1. Economic Reasons Due to the Termination of the Major Contract

The court found that the drastic decline in workload due to the termination of the major contract constituted an urgent operational reason. The employer had convincingly demonstrated that the number of dispatcher tasks had dropped from 6,750 to only 750 trips per month. In view of this significant reduction, the decision to eliminate the dispatcher positions was economically justified. The detailed presentation of the revenue decline and the subsequent organizational measures was particularly convincing.

The LAG emphasized that the employer’s decision to no longer employ dispatchers and to distribute the remaining tasks among other employees was not evidently unreasonable or arbitrary. The transfer of tasks to the administrative employee R. and the assumption of certain tasks by the managing director himself were understandable organizational measures.

2. No Obligation to Issue a Change Notice

The plaintiff argued that the employer should have issued a change notice at least to offer her an alternative position. The court rejected this argument, stating that the measures taken by the employer clearly showed that there were no suitable vacant positions available for the plaintiff.

The decision clarifies that a change notice is only mandatory if there is a vacant position that matches the employee’s qualifications. Since the plaintiff had neither the qualifications nor a driving license for the remaining tasks, the employer was not required to issue a change notice. The redistribution of tasks among the remaining employees was both organizationally and economically reasonable.

3. Social Selection: No Legal Error

Another point of contention raised by the plaintiff was the alleged error in the social selection process under § 1 (3) KSchG. She argued that other employees were less socially protected. The LAG dismissed this argument.

The court stressed that the comparability of employees is a key requirement for the social selection process. However, the employees named by the plaintiff, particularly the administrative employee R., were not comparable due to their different duties and qualifications. The decision highlighted that social selection must not be based solely on social criteria such as age, maintenance obligations, and length of service, but that the comparability of duties is also crucial.

Moreover, the court found that the business decision not to employ dispatchers anymore was justified, and therefore, the social selection was limited to the remaining positions for which the plaintiff was not eligible. This aligns with the established case law of the Federal Labor Court (Bundesarbeitsgericht), which requires that social selection be conducted only within comparable groups of employees.

Implications of the Decision for Practice

The decision of the LAG Mecklenburg-Vorpommern has far-reaching consequences for employers and employees. It reinforces entrepreneurial freedom by emphasizing that employers can freely decide which tasks they no longer need in the future, as long as these decisions are based on understandable economic reasons.
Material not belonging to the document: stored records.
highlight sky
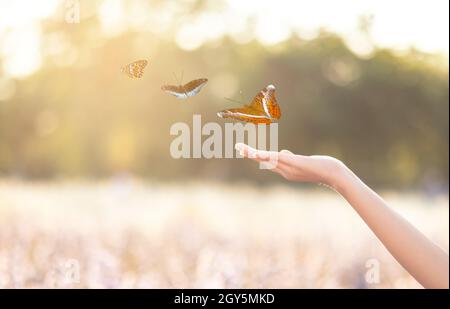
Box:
[0,0,449,78]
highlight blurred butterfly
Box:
[217,85,281,124]
[121,60,148,78]
[161,71,208,99]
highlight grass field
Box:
[0,179,449,288]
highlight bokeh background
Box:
[0,0,449,288]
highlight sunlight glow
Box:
[0,0,449,77]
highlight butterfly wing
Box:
[122,60,148,78]
[217,105,272,124]
[161,85,188,99]
[217,85,281,124]
[161,78,208,99]
[250,85,281,119]
[183,78,208,97]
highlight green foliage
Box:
[0,20,449,188]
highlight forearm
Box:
[333,162,449,288]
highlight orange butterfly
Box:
[161,78,208,99]
[217,85,281,124]
[121,60,148,78]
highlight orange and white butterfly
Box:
[217,85,281,124]
[161,78,208,99]
[121,59,148,78]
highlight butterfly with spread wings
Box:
[217,85,281,124]
[161,78,208,99]
[121,59,148,79]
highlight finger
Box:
[235,143,278,162]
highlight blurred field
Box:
[0,178,449,288]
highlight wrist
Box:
[327,160,354,194]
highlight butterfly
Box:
[161,78,208,99]
[121,59,148,78]
[217,85,281,124]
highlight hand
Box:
[235,143,346,189]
At the same time, it clarifies the requirements for the burden of proof on employers in cases of redundancy.

In the future, employers must provide particularly careful and detailed proof of why the employment opportunity for the affected employees has ceased. It is not only the plausibility of the economic reasons that matters but also the concrete implementation of the business decision. While social selection remains an important tool for protecting employees, it must not prevent economically sensible measures.

Strafverteidiger jensferner

The essence is: A redundancy is lawful if it is understandably based on a business decision and no comparable employees are favored without urgent operational reasons.

Conclusion

The decision of the LAG Mecklenburg-Vorpommern confirms the importance of entrepreneurial freedom in cases of redundancy and clarifies the requirements for the employer’s burden of proof. It makes clear that the judicial review of redundancies must not extend to a substantive evaluation of business decisions but must focus solely on the assessment of their plausibility and reasonableness. For employers, this means a certain level of legal certainty, provided they can substantiate their decisions comprehensively and in detail.